The stability and ABA import activity of NRT1.2 in Arabidopsis are regulated by CEPR2 via phosphorylation modification

Abstract Abscisic acid (ABA) transport plays important role in systematic plant responses to environmental factors. Here, we showed that C-terminally encoded peptide receptor 2 (CEPR2) directly interacted with the ABA transporter NRT1.2. Using transgenic seedlings, we demonstrated that NRT1.2 positively regulated the ABA response, and that CEPR2 acted on NRT1.2 epistatically and negatively.
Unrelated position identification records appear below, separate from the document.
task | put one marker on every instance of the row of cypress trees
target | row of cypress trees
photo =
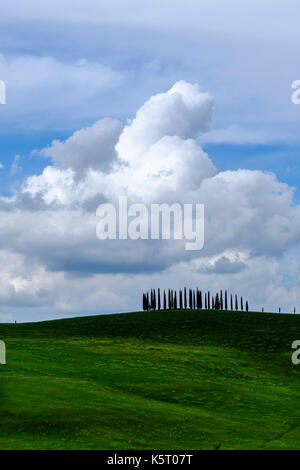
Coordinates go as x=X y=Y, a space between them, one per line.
x=193 y=299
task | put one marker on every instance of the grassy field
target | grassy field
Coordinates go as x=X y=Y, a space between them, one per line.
x=161 y=380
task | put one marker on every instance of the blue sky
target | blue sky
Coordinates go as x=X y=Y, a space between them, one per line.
x=69 y=64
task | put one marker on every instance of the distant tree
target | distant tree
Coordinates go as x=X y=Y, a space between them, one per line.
x=180 y=300
x=190 y=298
x=175 y=300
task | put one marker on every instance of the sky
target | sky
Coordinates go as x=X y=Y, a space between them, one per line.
x=165 y=101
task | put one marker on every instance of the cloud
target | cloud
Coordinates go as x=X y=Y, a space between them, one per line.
x=54 y=260
x=93 y=147
x=45 y=92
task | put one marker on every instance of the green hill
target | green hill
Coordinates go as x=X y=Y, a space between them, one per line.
x=162 y=380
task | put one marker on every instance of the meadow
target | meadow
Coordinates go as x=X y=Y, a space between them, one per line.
x=179 y=379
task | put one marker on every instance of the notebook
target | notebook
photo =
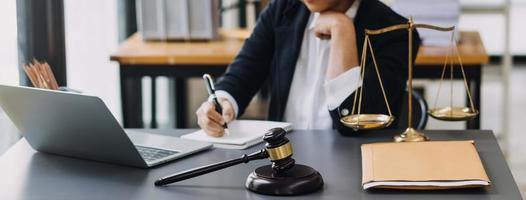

Under normal conditions, CEPR2 phosphorylated NRT1.2 at least at serine 292 to promote the degradation of NRT1.2. However, ABA and serine 292 nonphospharylation strongly inhibited the degradation of NRT1.2, indicating that ABA-inhibited the phosphorylation of NRT1.2. Transport assays in yeast and Xenopus oocytes showed that nonphosphorylated NRT1.2 had high levels of ABA-import activity, but phosphorylated NRT1.2 did not import ABA. Analyses of complement nrt1.2 mutants by mimicking nonphospharylated and phospharylated NRT1.2 confirmed that nonphospharylated NRT1.2S292A had high stability and ABA import activity in planta. Further experiments indicated that NRT1.2 was degraded via the 26S proteasome and vacuolar degradation pathways. UBC32, UBC33, and UBC34 interacted with, and mediated the ubiquitination of NRT1.2. UBC32, UBC33, and UBC34 acted on NRT1.2 epistatically and negatively in planta. Thus, our results suggested the existence of novel plant mechanisms regulating NRT1.2 stability and ABA import activity in response to environmental conditions.